Etiquette-énergie: on sévérise

Les critères régissant l’étiquette-énergie ont été renforcés au début 2018. Un SUV peut-il encore prétendre à la catégorie A?


Comme chaque année, les critères régissant l’étiquette-énergie ont été renforcés au début 2018. Un SUV peut-il encore prétendre à la catégorie A?

Le progrès technologique améliore constamment le rendement énergétique des véhicules neufs. L’étiquette-énergie doit donc être adaptée régulièrement à cette évolution, faute de quoi la proportion de véhicules classés A augmenterait constamment. Le réajustement a lieu chaque année et le dernier en date est entré en vigueur le 1er janvier 2018. Dans la récente mise à jour de la liste des véhicules (catalogue-consommation. ch), quelques SUV sont classés dans la catégorie la plus économe. 

Les changements concernent surtout les émissions de CO2...

L’étiquette-énergie répartit les véhicules en sept catégories d’efficience énergétique de tailles égales, en fonction de leur consommation d’énergie (du puits à la roue) et de leur poids à vide. La classification est basée sur un indice calculé à partir de la consommation de carburant (en équivalent essence d’énergie primaire) et du poids à vide de la voiture. La consommation réelle est déterminante pour 70% de la classification, alors que l’indice dépend à environ 30% d’une valeur relative, en l’occurrence du quotient de la consommation de carburant par le poids à vide. A consommation égale, une voiture plus lourde est donc mieux classée.
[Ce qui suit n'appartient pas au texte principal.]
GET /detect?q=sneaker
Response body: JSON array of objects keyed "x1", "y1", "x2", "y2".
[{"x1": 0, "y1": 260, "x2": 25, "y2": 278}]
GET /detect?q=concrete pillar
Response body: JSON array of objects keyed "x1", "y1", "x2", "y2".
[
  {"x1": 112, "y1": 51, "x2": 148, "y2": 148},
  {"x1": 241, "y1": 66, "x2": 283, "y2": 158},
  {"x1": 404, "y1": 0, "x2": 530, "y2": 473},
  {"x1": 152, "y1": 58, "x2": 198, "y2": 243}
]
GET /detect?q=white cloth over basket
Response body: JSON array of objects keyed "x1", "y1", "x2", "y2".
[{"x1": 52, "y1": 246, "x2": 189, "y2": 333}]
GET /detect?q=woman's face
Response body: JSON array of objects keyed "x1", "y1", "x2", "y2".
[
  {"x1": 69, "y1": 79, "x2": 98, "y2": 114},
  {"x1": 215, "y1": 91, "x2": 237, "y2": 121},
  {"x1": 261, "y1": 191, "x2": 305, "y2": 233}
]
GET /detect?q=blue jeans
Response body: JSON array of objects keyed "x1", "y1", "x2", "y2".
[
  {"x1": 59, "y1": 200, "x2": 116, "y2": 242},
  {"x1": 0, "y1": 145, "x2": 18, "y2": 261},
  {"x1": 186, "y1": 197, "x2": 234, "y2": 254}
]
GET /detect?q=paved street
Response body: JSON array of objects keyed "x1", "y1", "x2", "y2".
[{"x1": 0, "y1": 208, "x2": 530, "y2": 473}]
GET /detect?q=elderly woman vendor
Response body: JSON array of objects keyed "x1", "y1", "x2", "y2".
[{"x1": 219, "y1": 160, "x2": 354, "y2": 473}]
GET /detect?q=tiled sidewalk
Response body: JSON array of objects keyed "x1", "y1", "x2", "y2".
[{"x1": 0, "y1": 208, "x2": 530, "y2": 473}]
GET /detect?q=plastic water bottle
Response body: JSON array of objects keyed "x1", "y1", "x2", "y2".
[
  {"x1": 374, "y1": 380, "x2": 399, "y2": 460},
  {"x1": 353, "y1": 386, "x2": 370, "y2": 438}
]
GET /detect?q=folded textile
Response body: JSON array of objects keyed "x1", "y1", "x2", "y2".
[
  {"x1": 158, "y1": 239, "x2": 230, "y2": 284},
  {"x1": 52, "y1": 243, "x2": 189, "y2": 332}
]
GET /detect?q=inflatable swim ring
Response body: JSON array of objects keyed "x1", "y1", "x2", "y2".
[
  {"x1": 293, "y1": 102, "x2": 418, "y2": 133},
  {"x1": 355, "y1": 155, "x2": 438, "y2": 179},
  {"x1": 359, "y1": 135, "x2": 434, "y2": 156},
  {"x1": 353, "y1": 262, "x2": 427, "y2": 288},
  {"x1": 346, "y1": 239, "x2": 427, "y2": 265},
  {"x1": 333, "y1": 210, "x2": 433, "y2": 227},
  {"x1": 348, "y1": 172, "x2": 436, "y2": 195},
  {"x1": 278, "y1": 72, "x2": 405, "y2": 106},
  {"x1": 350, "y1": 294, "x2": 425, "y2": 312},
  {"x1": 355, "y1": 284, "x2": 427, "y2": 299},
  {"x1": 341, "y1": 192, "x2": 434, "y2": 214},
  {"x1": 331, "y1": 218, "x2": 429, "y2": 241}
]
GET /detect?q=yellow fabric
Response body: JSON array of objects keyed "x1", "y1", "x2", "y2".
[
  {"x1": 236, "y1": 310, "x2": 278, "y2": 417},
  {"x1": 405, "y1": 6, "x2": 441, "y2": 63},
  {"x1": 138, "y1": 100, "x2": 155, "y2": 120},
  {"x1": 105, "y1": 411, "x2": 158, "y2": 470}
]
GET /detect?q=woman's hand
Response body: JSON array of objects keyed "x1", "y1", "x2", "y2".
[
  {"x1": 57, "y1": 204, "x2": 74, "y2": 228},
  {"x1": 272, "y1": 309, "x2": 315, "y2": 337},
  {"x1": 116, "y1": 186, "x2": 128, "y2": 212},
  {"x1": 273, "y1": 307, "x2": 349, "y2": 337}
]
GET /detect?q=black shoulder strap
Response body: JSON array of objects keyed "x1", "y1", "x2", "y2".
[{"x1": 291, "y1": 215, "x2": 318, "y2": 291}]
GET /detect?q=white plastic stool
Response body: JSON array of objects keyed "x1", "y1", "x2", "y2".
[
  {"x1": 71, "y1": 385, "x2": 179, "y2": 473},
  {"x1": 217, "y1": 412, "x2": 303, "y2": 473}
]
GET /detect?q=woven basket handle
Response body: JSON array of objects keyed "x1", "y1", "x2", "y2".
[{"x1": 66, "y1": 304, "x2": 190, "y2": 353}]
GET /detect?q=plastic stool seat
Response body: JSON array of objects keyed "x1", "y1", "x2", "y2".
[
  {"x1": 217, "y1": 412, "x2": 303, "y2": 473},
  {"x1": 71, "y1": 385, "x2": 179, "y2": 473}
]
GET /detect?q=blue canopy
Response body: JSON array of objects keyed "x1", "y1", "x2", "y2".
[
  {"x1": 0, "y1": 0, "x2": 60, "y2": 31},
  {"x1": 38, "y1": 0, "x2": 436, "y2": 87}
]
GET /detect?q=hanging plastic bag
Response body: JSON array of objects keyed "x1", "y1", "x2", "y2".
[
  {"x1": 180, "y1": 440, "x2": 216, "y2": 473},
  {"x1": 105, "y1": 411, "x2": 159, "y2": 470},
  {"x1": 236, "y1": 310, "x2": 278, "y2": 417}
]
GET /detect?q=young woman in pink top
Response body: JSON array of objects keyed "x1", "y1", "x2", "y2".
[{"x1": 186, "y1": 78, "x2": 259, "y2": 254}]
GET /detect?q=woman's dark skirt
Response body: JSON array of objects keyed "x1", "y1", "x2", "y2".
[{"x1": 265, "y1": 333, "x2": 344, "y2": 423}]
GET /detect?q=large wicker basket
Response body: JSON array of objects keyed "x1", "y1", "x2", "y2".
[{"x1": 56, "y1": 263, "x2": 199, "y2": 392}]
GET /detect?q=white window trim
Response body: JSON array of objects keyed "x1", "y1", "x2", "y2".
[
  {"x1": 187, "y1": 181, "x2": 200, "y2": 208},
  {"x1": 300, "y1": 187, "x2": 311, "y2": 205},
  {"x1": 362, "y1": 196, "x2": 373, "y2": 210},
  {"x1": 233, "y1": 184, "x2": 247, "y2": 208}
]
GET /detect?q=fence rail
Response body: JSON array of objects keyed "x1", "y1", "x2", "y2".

Les émissions de CO2 n’entrent pas en ligne de compte en tant que telles.  

Les modifications s’appliquent-elles aussi aux voitures électriques et à gaz naturel?

L’étiquette couvre tous les types de motorisation grâce à des facteurs de conversion clairement définis. Pour comparer les différents systèmes et carburants, on a recours, depuis 2012, à l’«équivalent essence d’énergie primaire» pour définir la catégorie. La consommation d’énergie de la source à la roue (well-towheel) est prise en compte, et non plus seulement du réservoir à la roue (tank-towheel), comme c’était le cas précédemment.

Pour la première fois, l’étiquette-énergie englobe aussi les voitures fonctionnant à l’hydrogène...

Il est exact que l’hydrogène est désormais aussi inclus dans l’ordonnance. C’est en fait le cheminement de production du mix d’hydrogène disponible dans les stations- service publiques de Suisse qui a servi de base au calcul des facteurs correspondants.

Concernant le poids à vide, sur quelle base ce dernier est-il calculé?

L’homologation suisse de chaque modèle est déterminante pour quantifier la consommation et le poids à vide. Lorsqu’une même homologation énumère plusieurs versions de poids différents, la catégorie de rendement énergétique est déterminée sur la base de la consommation et du poids à vide les plus élevés. 

Quelle est l’évolution récente des émissions de CO2 moyennes en Suisse?

Les émissions de CO2 sont présentées de manière concise sur une échelle de couleurs, la valeur moyenne des voitures neuves vendues au cours de l’année précédente (du 1er juin au 31 mai) étant indiquée à titre de comparaison. La valeur moyenne était de 134 grammes de CO2 par kilomètre en 2017 et s’établit à 133 g/km pour 2018.